Beth Rising is very loosely based on my daughter-in-law. She is a very private person and has never talked about her upbringing. But sometimes when I made a trip to California. I would stay with them. Several times, both of us had the exact same nightmare. Some of those were in the book. After reading the book she told me the scenes were very similar to what she remembered. She even had a neighbor named Mrs. Jensen.

She is a beautiful person and I wrote an ending for her that I wished she could have experienced. Unfortunately, there was no rescue for her until she left on her own at the age of eighteen. Her early life certainly left its scars, but she did emerge as a heroine. She came from a large family with several brothers and sisters. Most of them were given college educations, but she was pulled out of school to care for her mentally ill mother (as Beth was in the book). The siblings went off, leaving her, the youngest daughter, to handle the house and parents. She has every reason to resent her family, yet she rushed to the side of a sister when she had a stroke and took care of her family for over a year. She gave one of her brothers a kidney, which allowed him to live a normal life. She hurries to those that she loves any time they need it. She an my son are deeply in love. We are so lucky to have her.

Regarding the research, thank goodness for the web. It’s easy to do research and check facts.

What do you think makes a good story?

Interesting characters and a good plot.

How long did it take you to write this book?

I wrote the first version several years ago. Then rewrote it four more times. The first time it took three months. The last time it took ten months. I have been told by other authors that it’s not unusual to have several re-writes of a book. I don’t mind the time it takes to write because I find the process itself enjoyable.
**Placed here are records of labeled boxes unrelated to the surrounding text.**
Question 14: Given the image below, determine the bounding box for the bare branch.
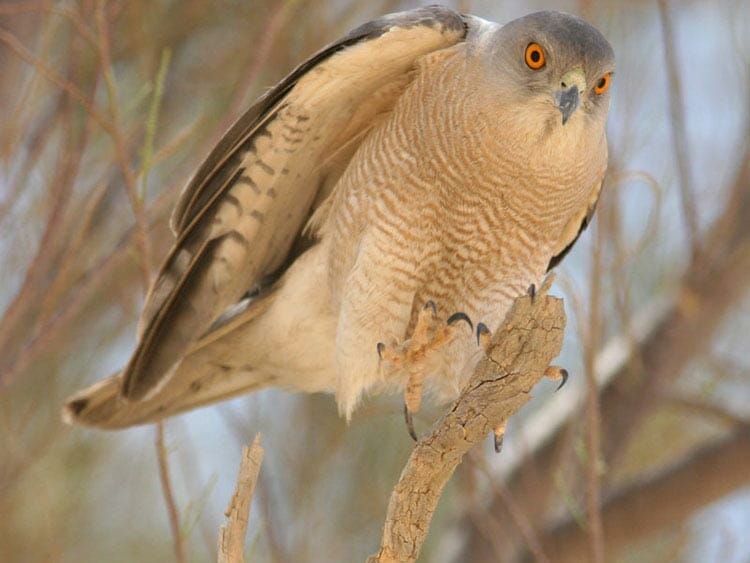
[156,422,187,563]
[218,433,263,563]
[583,210,604,563]
[657,0,700,253]
[368,284,565,563]
[95,0,151,293]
What is your writing schedule like?

I wish I had a schedule. I want to write at least a thousand words a day when I’m involved in a book. I also prefer to immerse myself in the process and not do anything until I get the story right. Then I don’t mind interruptions for a game of golf or gardening or some other hobby. As I do the re-writes, I usually try to give myself a time limit. But as we all find out when we have visitors, life gets in the way.
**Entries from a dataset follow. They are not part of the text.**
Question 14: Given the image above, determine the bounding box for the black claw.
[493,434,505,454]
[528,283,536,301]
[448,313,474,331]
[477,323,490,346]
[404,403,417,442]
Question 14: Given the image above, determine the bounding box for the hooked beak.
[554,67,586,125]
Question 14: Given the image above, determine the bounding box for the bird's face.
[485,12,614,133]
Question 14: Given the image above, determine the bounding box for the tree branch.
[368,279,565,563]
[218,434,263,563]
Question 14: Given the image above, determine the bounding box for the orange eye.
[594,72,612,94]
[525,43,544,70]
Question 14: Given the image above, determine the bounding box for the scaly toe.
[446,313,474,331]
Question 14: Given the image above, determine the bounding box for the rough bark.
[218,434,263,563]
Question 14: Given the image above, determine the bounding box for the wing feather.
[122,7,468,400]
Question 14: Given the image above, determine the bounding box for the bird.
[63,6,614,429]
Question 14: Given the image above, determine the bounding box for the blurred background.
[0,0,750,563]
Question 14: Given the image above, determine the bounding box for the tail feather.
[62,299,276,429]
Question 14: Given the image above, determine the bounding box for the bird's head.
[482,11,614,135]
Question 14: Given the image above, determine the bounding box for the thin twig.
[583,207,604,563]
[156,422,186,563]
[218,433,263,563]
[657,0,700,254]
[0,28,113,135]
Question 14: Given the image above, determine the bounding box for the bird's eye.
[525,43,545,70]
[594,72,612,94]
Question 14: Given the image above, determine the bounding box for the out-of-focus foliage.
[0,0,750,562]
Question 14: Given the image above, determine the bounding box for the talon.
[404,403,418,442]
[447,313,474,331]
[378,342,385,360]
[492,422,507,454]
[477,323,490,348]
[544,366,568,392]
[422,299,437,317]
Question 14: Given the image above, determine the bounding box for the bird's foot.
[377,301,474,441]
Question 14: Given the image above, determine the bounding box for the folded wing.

What was one of the most surprising things you learned in creating this book?

I found out that I can’t write a book without a happy ending. I guess I like to fix things. I’ve written about four books and each is about achieving that happy ending. Two of the books are about disasters (my secret vice is disaster movies) and how my group of survivors manages to make it and improve things along the way.It’s possible I’m a do-gooder in spirit, because the bad guys always lose and the good guys are almost too good to be true. I haven’t published the disaster books because my husband told me they are in need of more research. But I’ll get back to them sometime.
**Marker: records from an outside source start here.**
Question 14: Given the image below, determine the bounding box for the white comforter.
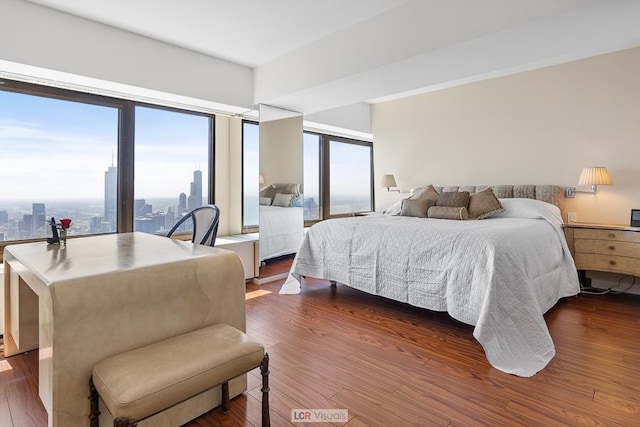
[259,206,304,261]
[281,199,579,377]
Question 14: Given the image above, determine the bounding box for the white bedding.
[259,206,304,261]
[281,199,579,377]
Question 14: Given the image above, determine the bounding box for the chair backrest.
[167,205,220,246]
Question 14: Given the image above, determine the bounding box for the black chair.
[167,205,220,246]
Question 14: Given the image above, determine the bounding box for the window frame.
[0,78,215,254]
[320,134,375,220]
[240,119,260,234]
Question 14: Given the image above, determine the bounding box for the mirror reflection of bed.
[259,183,304,280]
[257,105,304,284]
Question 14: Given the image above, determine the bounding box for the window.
[0,80,214,246]
[133,106,211,233]
[328,137,373,216]
[242,121,261,231]
[0,85,119,241]
[303,132,322,221]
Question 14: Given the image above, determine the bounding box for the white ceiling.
[22,0,640,113]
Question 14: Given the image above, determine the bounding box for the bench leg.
[89,377,100,427]
[260,353,271,427]
[221,382,229,414]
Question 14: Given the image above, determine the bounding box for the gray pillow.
[271,193,293,208]
[436,191,469,208]
[409,185,438,205]
[400,198,433,218]
[260,184,300,199]
[469,188,504,219]
[427,206,469,219]
[260,197,273,206]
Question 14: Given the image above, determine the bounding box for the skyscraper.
[31,203,47,237]
[187,171,202,210]
[178,193,187,213]
[104,165,118,231]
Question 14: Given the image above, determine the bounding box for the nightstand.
[564,223,640,285]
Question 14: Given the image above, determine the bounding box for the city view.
[0,90,212,241]
[0,166,203,241]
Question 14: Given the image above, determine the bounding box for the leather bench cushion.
[93,324,264,420]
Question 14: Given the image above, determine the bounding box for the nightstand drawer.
[575,253,640,276]
[573,228,640,243]
[574,239,640,258]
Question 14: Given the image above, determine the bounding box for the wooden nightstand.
[564,223,640,284]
How did you publish your book?

My good friend, Mike Grumley, author of the Breakthrough series, was my coach. He introduced me to editors, formatters, cover designers, and walked me through the whole publishing process, It was quite complicated, and I know I must have driven him nuts with all my phone calls, but he was wonderful. I couldn’t have done it without him. I’m nearly finished with the sequel to Beth Rising and I’m actually looking forward to the process of publishing that one. I used KDP (Kindle Direct Publishing) and once you learn the jargon it’s fairly easy to follow. I hope to have the sequel to Beth Rising (yet untitled) ready to go to an editor in a few weeks. But we have two groups of visitors heading our way and might not make it. It’s another thriller that involves a very bad guy and Beth and her team battling them.